I can code a specfic cleaner myself, but could finish it in a month or two because of time contraint and im just a n00b programmer.
I am sure there are similar epd util around.

I will upload this 5.43 MB file here once this epd suite is cleaned up. I can't access the link of this epd now at github.


p.s. Strange, but I figured out the solution after posting with CODE tags here in forum. It looks like CR/LF pair issues against the Linux/Unix world.
MikeGL
Posts: 1010
Joined: Thu Sep 01, 2011 2:49 pm

Re: Tool for cleaning EPD file

Post by MikeGL »

Thanks chris.
I thought it was dirty because Windows OS' notepad.exe didn't break the lines ending in 0x0A (LF) linefeed.
Already fixed it. I opened it in wordpad and wordpad already fixed the problem with 'Save As' then I
saved into "Text Document -MS DOS format" thereby saving the file with correct CR/LF (0x0D 0x0A) pair and
displayed by Windows correctly and parsed by Arena GUI correctly now. This EPD file has 70,000+ positions at 5.5 MB
total filesize but seems there are no easy ways to upload it here in forum easily without going to a third party FILE HOSTING site.

Positions are from STS, Nolot, Crafty test, yacpd etc. Just a double position which is already found in separate epd files on the web.
I told my wife that a husband is like a fine wine; he gets better with age. The next day, she locked me in the cellar.
chrisw
Posts: 4313
Joined: Tue Apr 03, 2012 4:28 pm

Re: Tool for cleaning EPD file

Post by chrisw »

MikeGL wrote: Tue Oct 08, 2019 3:10 pm Thanks chris.
I thought it was dirty because Windows OS' notepad.exe didn't break the lines ending in 0x0D.
Already fixed it. I opened it in wordpad and wordpad already fixed the problem with 'Save As' then I saved into "Text Document -MS DOS format" thereby saving the file with correct CR/LF pair and displayed by Windows Correctly and parsed by Arena GUI correctly now.
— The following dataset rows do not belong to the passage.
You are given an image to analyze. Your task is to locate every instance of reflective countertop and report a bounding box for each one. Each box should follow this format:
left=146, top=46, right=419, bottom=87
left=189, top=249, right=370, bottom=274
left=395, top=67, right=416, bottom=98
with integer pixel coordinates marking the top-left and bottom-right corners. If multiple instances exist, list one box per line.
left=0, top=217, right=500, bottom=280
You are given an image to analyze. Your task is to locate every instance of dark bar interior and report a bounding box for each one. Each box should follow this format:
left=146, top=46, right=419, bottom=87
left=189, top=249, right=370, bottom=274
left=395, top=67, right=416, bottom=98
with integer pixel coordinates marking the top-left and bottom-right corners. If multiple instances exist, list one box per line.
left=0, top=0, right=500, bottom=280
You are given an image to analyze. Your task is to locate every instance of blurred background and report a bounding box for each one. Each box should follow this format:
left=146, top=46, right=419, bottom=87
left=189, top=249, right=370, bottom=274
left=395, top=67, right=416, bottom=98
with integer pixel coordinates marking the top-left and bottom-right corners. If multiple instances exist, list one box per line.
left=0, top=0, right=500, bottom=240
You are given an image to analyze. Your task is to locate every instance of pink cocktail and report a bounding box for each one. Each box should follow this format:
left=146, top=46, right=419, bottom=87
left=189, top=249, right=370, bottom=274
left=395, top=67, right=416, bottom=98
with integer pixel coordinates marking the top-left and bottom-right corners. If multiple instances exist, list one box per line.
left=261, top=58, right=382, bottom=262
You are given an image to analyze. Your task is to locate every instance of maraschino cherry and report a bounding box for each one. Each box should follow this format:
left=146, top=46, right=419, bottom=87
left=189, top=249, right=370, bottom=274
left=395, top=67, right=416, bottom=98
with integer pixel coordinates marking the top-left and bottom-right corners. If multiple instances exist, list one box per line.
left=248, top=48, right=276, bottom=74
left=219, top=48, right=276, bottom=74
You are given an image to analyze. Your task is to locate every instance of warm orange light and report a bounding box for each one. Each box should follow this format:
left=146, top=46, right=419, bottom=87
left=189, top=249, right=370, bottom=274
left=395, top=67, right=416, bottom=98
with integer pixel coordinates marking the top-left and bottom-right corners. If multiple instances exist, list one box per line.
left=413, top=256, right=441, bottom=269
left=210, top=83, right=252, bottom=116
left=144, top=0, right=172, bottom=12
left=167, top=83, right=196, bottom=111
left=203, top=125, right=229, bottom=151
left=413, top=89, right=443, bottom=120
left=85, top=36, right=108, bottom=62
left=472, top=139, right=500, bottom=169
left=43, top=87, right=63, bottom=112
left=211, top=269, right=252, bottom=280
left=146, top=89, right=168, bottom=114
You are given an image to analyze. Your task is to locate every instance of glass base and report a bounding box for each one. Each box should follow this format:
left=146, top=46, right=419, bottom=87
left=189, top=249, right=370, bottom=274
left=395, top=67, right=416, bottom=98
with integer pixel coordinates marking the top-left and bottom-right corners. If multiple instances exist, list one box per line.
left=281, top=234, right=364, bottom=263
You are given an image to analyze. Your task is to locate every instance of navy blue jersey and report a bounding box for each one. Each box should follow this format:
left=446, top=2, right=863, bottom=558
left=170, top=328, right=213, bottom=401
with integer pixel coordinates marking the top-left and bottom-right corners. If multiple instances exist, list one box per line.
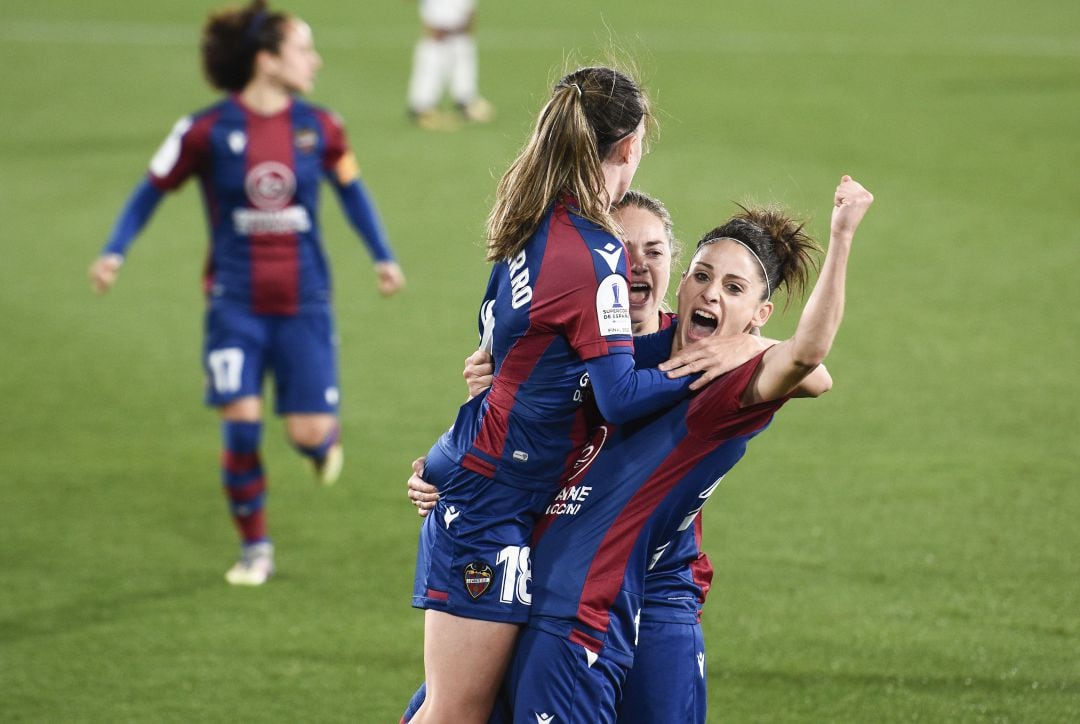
left=440, top=199, right=634, bottom=492
left=149, top=96, right=356, bottom=314
left=642, top=311, right=713, bottom=624
left=529, top=352, right=785, bottom=666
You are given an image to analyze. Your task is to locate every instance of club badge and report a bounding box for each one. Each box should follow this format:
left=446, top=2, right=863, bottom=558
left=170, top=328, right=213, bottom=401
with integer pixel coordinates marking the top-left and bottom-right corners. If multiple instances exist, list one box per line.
left=464, top=561, right=495, bottom=601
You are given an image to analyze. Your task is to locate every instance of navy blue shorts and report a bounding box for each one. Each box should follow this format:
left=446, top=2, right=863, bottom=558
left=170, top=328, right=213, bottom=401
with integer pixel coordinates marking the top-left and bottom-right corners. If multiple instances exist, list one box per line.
left=203, top=300, right=339, bottom=415
left=619, top=620, right=706, bottom=724
left=413, top=443, right=551, bottom=626
left=505, top=627, right=630, bottom=724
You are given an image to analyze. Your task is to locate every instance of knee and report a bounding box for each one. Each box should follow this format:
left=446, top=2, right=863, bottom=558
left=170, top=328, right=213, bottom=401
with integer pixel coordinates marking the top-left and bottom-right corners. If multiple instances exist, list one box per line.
left=285, top=415, right=337, bottom=447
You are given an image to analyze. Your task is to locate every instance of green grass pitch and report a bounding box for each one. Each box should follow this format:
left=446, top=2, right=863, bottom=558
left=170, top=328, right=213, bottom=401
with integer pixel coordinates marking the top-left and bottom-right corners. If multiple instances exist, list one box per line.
left=0, top=0, right=1080, bottom=722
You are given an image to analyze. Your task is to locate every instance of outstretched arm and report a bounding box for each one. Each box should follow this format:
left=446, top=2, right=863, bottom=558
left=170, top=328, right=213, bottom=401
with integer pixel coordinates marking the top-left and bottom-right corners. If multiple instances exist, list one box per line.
left=334, top=178, right=405, bottom=296
left=743, top=175, right=874, bottom=404
left=89, top=178, right=164, bottom=294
It has 70,000+ position at 5.5 MB but seems there are no easy ways to upload it here in forum easily without going to a third party FILE HOSTING site. Positions are from STS, Nolot, Crafty test, yacpd etc. Just a double position which is already found in separate epd files on the web.
How much cleaning you need really depends on what you are trying to do with the epds.
If you're running long (timewise) programs that are reading them in and processing them for whatever, then a broken epd only found after one hour, will set you back a hour, or however long it took to find. So I'm a believer in massively integrity checking of big data before using it.

If you want, I could probably generate a stand alone massive-checker utility and ask Ed to include it on his page.